Perennial woody plants like Jatropha curcas are integral to sustainable agriculture because of their potential as biofuel and ecological advantages. While transgenesis and hybridization have been extensively utilized in woody plants, a comprehensive strategy for tree breeding has not been distinctly proposed.

In a study published in Physiologia Plantarum, researchers from the Xishuangbanna Tropical Botanical Garden (XTBG) of the Chinese Academy of Sciences introduced a breeding approach to control pathogens associated with planting. Their approach, combing transgenic technology and interspecific hybridization, has unlocked potential for sustainable improvement of woody crops.

The overexpression of the flowering-promoting gene JcFT (JcFT-OE) in J. curcas led to early flowering, and the resulting transgenic plants were crossbred with J. integerrima, a species known for its strong stems and bright flowers. Subsequent backcrossing (BC) of these hybrids with JcFT-OE plants further refined the desired characteristics.

This hybridization strategy yielded multiple favorable traits: JcFT overexpression significantly reduced the juvenile phase, thus speeding up breeding cycles; F1 hybrids displayed early flowering, robust stems, enhanced xylem development, and a higher fatty acid content in seed oil compared to wildtype plants.

However, the fruit drop resulted in suboptimal seed yields. BC1 hybrids addressed the limitations of the F1, demonstrating improved seed production. The introduction of root rot tolerance and structural robustness from J. integerrima bolstered crop resilience.

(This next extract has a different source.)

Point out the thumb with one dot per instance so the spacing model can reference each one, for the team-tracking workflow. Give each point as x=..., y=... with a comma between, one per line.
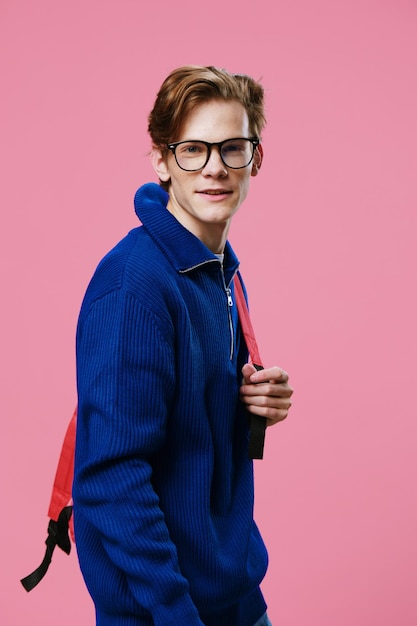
x=247, y=370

Besides, new flower colorations, an increased female-to-male flower ratio, and improvements in oil quality were achieved.

"Blending transgenic tools with hybridization allows us to stack beneficial traits. This breeding approach is conducive to the development of superior varieties and has a positive impact on biodiesel production and environmental sustainability," said TANG Mingyong from XTBG.

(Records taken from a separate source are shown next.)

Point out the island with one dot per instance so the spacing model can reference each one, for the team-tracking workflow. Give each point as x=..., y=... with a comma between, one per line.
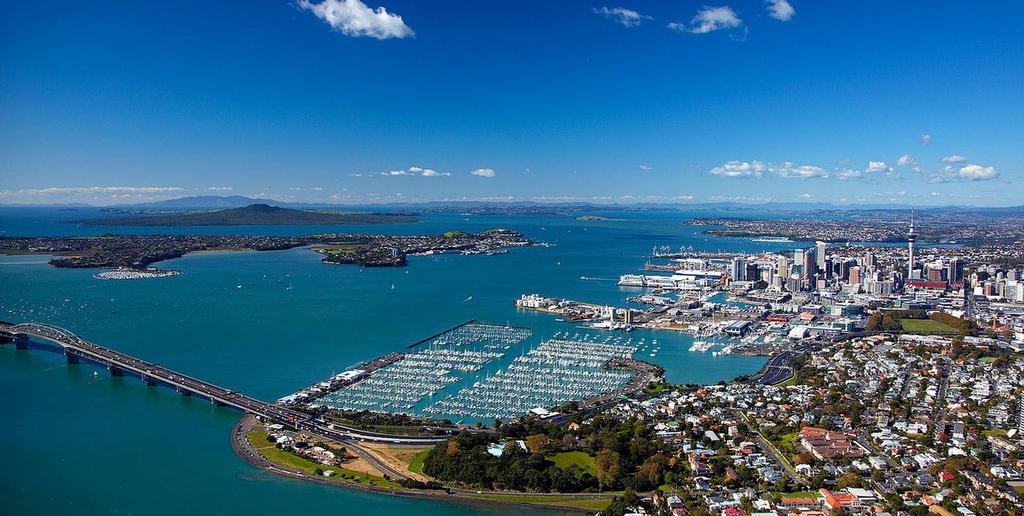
x=256, y=214
x=139, y=251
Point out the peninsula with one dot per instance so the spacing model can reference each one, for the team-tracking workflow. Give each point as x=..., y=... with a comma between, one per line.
x=256, y=214
x=139, y=251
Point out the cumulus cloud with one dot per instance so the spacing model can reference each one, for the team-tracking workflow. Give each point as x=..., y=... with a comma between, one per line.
x=978, y=173
x=780, y=9
x=710, y=19
x=415, y=171
x=627, y=17
x=740, y=169
x=352, y=17
x=787, y=170
x=791, y=171
x=877, y=166
x=483, y=172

The marked effect of JcFT overexpression in hastening flowering highlights its significant potential to transform breeding strategies for perennial crops, including poplar, eucalyptus, and fruit trees.

The new breeding approach not only strengthens Jatropha's viability as a sustainable bioenergy source, but also provides a scalable model for improving woody plants critical to agroforestry, carbon sequestration, and climate-resilient agriculture.